Elle releva la tête, probablement à cause du ton sur lequel j'avais répondu. Elle soupira et commença à m'ausculter. Une fois qu'elle eut terminé, elle rappela le garde. Celui-ci me poussa dans le couloir où je retrouvai les filles du camion. Nous marchâmes quelques mètres avant d'entrer toutes dans une nouvelle salle blanche. On nous distribua des habits : chemises blanche et pantalon blanc. Ils prenaient un peu trop au sérieux le mot " Heaven ". Ils se croyaient vraiment au paradis. Un homme vînt nous récupérer, toujours sans nous dire quoi que ce soit. Il nous fit signe de le suivre, ce que nous fîmes. Les filles ne bronchaient pas, elles étaient probablement résignées.

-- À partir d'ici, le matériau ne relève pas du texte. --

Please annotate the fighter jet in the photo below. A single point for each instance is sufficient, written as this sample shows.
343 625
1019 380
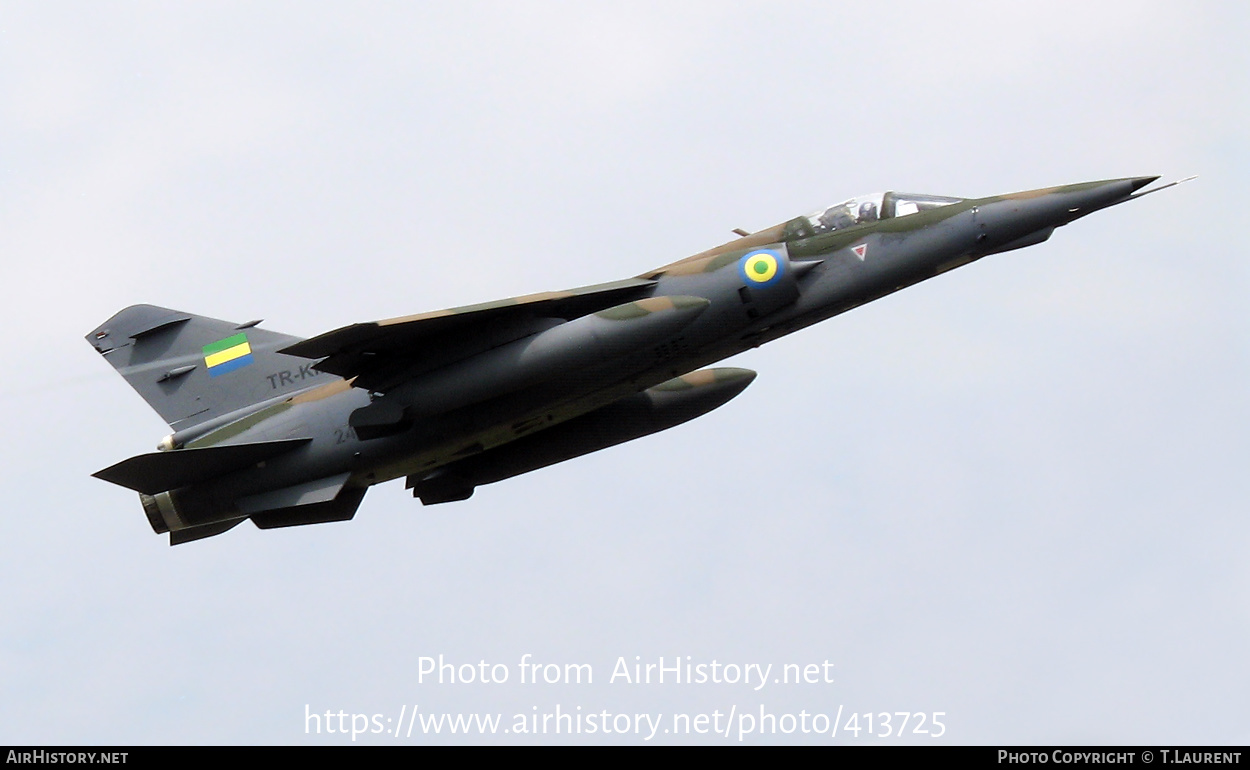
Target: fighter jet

Nous traversions des couloirs, et nous passâmes devant une immense baie vitrée d'au moins deux mètres de haut, qui donnait sur un très grand parc de jeu d'intérieur. Je ne sais pas pourquoi, mais j'ai regardé de l'autre côté. Et je l'ai vu, parmi les autres petites filles. Elle était là, jouant le sourire aux lèvres. Dans ma poitrine se fut comme un feux d'artifice, mon cœur battait la chamade, des larmes de joie s'immiscèrent à la commissure de mes yeux. Sans réfléchir aux conséquences, je me jetais contre la vitre de plastique.

— Élisa ! Hurlé-je. Élisa je suis là !!!

Les filles et l'homme qui m'escortait se retournèrent en sursautant de surprise. Je hurlais à m'en déchirer les poumons, à m'écorcher la gorge. Élisa finit par tourner la tête vers moi, j'eût à peine le temps de la voir courir dans ma direction, qu'on m'emmenait déjà loin d'elle. Je me débattais de toute mes forces, je voyais son visage d'ange tordu de tristesse. Sa tête collée à la vitre, je la voyais pousser des cris sans les entendre. Mon cœur se déchirait en deux. Les hommes me maintenaient fermement alors que j'hurlais à ma sœur que j'allais venir la chercher. Que je ne l'abandonnerais pas. Mes cris se mélangèrent à mes sanglots, et une douleur aiguë dans mon bras me fit tourner violemment la tête. Comme une bête enragée je criais sur ses gens, je pleurais, mais j'étais trop faible. La dernière chose que j'avais vu était Elisa, emmenée par une femme aux lunettes ronde. Puis ce fut un rideau de larmes qui bloqua ma vue, suivie d'un blackout total dans mon cerveau.